The route begins near The Oval on the 'northbound' side of Harleyford Road. CS5 runs northwest towards Vauxhall. At Vauxhall, the route crosses Kennington Lane at a signal-controlled junction, running along the eastern perimeter of the gyratory.

North of the gyratory, CS5 runs as a bike freeway across Vauxhall Bridge, occupying what was formerly the southbound nearside lane (there is no longer a southbound bus lane). On the northern side of the bridge, CS5 meets CS8 at a signposted junction. CS8 runs from Wandsworth to Lambeth Bridge, near the Houses of Parliament.

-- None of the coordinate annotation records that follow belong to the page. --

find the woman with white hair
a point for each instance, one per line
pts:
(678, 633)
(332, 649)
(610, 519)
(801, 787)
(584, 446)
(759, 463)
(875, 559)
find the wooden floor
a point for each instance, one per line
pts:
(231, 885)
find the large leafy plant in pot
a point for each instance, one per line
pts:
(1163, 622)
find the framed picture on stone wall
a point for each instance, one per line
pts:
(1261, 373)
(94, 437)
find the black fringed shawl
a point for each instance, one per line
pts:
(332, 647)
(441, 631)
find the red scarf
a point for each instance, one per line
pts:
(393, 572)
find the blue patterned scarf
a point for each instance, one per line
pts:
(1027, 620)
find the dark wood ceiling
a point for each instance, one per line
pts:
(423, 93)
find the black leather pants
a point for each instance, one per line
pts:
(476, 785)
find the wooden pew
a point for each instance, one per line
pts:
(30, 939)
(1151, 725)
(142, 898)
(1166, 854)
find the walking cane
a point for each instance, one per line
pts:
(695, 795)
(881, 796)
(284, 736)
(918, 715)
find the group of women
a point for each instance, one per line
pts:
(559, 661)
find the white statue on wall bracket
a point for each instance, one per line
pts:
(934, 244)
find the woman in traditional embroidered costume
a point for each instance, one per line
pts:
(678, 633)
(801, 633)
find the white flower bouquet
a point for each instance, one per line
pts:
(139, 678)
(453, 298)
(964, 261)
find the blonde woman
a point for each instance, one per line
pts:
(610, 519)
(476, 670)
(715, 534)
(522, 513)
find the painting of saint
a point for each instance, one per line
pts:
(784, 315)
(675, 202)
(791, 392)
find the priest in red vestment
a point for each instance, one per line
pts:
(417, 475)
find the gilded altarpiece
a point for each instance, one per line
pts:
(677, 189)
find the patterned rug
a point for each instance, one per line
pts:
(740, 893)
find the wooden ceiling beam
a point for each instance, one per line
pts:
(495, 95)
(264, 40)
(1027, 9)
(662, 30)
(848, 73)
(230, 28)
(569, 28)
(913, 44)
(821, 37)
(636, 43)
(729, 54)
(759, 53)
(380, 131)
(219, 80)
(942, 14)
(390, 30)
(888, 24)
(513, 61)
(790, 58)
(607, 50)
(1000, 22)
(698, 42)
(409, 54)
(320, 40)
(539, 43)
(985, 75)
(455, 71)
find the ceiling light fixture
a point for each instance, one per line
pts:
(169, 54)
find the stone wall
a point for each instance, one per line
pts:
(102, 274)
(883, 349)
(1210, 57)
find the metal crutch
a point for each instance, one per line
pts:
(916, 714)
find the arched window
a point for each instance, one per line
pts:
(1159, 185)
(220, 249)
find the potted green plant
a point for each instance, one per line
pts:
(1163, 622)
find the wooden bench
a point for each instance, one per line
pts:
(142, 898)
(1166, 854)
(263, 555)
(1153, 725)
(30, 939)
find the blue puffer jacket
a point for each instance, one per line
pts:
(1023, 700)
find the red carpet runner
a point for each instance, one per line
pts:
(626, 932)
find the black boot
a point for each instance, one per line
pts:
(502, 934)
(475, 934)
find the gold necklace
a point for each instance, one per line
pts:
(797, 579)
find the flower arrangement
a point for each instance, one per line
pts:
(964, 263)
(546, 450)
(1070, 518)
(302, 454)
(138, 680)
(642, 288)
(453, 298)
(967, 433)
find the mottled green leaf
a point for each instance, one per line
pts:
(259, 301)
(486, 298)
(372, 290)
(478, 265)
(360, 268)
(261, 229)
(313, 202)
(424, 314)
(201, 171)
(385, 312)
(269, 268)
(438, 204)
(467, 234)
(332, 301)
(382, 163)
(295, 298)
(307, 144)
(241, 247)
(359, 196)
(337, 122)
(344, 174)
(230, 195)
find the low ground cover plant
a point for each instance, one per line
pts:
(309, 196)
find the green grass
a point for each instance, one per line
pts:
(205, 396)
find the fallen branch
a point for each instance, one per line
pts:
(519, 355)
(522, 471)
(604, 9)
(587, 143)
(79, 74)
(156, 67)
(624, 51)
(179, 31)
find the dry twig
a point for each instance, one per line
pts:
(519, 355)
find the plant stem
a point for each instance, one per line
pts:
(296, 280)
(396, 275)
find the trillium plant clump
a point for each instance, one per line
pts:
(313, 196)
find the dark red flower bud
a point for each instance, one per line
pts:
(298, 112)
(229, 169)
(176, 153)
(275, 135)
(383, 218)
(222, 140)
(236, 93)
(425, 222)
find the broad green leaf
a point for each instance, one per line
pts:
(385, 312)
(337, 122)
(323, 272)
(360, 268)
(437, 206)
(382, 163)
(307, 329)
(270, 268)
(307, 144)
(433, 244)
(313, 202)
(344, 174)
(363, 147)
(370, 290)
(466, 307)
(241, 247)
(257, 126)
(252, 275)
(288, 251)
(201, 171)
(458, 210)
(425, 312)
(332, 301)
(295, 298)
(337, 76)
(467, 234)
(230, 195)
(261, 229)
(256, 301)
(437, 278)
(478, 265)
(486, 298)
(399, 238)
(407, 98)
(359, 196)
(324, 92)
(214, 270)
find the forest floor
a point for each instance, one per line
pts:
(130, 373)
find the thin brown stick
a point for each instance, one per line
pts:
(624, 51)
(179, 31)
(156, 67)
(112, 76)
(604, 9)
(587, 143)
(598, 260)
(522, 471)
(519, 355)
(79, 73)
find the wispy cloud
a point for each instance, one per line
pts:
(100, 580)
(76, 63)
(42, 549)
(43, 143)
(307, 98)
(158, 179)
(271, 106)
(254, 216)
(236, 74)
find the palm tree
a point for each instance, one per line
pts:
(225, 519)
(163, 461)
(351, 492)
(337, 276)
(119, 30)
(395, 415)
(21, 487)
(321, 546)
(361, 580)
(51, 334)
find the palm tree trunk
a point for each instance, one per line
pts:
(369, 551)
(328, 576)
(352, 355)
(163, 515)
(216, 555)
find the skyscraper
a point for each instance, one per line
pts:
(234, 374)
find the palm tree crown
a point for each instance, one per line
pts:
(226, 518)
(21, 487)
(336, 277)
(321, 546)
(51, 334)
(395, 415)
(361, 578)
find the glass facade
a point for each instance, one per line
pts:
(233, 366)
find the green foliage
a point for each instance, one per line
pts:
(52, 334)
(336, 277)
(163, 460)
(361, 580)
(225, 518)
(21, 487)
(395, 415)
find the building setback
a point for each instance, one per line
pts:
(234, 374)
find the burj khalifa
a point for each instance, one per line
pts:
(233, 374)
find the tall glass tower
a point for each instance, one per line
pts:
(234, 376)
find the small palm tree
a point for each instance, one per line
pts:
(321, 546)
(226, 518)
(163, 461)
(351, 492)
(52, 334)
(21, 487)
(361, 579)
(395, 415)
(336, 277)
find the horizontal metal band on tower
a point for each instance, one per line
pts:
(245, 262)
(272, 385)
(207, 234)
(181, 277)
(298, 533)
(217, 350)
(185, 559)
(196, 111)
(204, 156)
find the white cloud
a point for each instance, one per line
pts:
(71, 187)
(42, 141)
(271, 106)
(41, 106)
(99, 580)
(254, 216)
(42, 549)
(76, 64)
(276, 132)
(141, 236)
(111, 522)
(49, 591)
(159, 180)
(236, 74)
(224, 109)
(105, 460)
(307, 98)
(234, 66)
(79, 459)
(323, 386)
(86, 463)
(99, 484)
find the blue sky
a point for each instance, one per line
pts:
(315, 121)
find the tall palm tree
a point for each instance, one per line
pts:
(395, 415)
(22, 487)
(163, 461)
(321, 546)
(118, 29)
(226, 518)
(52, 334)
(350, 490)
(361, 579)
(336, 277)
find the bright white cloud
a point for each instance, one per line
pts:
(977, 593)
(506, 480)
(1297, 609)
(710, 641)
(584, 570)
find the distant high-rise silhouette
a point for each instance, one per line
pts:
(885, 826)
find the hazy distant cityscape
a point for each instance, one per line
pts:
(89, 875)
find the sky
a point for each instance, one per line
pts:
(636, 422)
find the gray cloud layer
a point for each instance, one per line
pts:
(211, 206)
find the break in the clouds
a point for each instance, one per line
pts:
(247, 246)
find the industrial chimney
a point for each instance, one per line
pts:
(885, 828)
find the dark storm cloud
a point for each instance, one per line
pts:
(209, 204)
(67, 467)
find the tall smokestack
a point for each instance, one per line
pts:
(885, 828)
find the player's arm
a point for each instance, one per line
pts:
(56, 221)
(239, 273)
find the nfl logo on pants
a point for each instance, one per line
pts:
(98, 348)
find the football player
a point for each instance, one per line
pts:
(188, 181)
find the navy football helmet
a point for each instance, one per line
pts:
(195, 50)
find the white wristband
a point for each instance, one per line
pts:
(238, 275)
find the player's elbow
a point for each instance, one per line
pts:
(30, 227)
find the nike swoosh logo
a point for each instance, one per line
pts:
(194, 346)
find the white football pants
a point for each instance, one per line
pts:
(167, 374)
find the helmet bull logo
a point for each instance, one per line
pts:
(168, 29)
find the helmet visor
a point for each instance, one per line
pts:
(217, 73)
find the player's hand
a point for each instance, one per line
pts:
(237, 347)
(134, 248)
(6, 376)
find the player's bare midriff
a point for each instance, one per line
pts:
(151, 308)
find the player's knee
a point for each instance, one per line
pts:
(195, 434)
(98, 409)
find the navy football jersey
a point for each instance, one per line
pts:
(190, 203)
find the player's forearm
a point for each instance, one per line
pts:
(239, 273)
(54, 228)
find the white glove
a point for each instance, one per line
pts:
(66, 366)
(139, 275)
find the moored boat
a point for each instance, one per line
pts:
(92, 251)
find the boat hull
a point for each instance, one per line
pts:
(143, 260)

CS5 continues northwards to Regency Street, where it leaves the A202 and travels towards the centre of Westminster. Cyclists may rejoin the A202 northwest towards Victoria at a signal-controlled junction at this point.

South of The Oval, cyclists on the A202 meet Cycle Superhighway 7. CS7 runs alongside the A3 between Elephant and Castle and Clapham Common. The northbound terminus of CS7 is the City of London, whilst its southern terminus is in Collier's Wood.

For the most part, CS5 is traffic-free and cyclists are segregated from other road traffic.